Head of government bilateral with domain scope and temporal span
A bilateral meeting between heads of state with senior ministerial participation, covering multiple defined domains, at a specified location, over a bounded time period. This is among the most common event types in political encoding — and the one where prose reporting most reliably loses the structurally important detail.
ind.hog <[mt]> - rus.hos, rus.min.dfns.exc.01 @ ind.hps - <{sp}> $ eng.hyc, eng.nuc - rus.hos > @ *.loc ∫ 04122025:05122025
Official military statement describing cross-border incidents with coordinates and casualties
A defense ministry spokesperson issues a public description of armed incidents at an international border, including approximate coordinates, unit-level force identifications, and casualty data. This encoding illustrates how CIE handles geographic precision, the separation of the statement act from the events being described within it, and quantified casualty reporting in a subsidiary clause.
tha.min.dfns.ary.spx [st.ds] - tha.ary {ak} khm.loc.3+ - {ak} @ ∫ ~ (13.9.no, 103.2.es).loc # *.ary, *.arf -[cl.uv] khm.ary [nu] tha.ary.unk.1+ [ij] *.8.+
Meteorological authority issues seismic and tsunami warnings at coordinate and prefecture level
A government meteorological agency issues a seismic event warning and a derived tsunami warning for named coastal prefectures. This example shows CIE at its most compressed — a high-information, time-critical event encoded in two subsidiary clauses. The brevity is not a limitation. When the event is discrete, the encoding needs nothing more.
jpn.min.infr.mteo.spx [st.wr] - $ natx.smsc ~ @ (40.8.no, 143.2.es) - {st.wr} natx.tsun @ jpn.sbs.amr, *.hkk, *.iwt
Source claim on nonpublic military coordination, with full credibility metadata
Not all political information arrives publicly confirmed. A substantial share of what matters in intelligence and risk analysis comes through channels that require explicit sourcing and credibility assessment before the underlying claim can be used analytically.

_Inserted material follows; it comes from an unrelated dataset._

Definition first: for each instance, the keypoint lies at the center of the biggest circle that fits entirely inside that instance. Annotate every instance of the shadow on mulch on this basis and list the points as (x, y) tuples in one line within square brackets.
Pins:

CIE encodes RUMINT as a first-class information type — with its own metadata header, its own credibility vocabulary, and its own rules for how source claims interact with the confirmed event record. The structure below is not a workaround. It is a designed capability.
- tur.min.dfns.exc.01 [ag] lbn.hog / {st.pr} ->> [ak] @ syr.sbs.rqq.hps - ∫ *.dt : 02.wk
Four events. Four action types. A bilateral meeting, a military statement, an emergency warning, a source claim — all encoded in the same grammar, against the same Registry, producing records that can be queried, compared, and aggregated without any further normalization.
This is the analytical gain CIE is designed to produce. Not through automation, not through AI summarization, but through the prior discipline of encoding: the commitment to record what happened, once, in a form that a machine can traverse and an analyst can audit. The encoding is the work. Everything downstream becomes easier.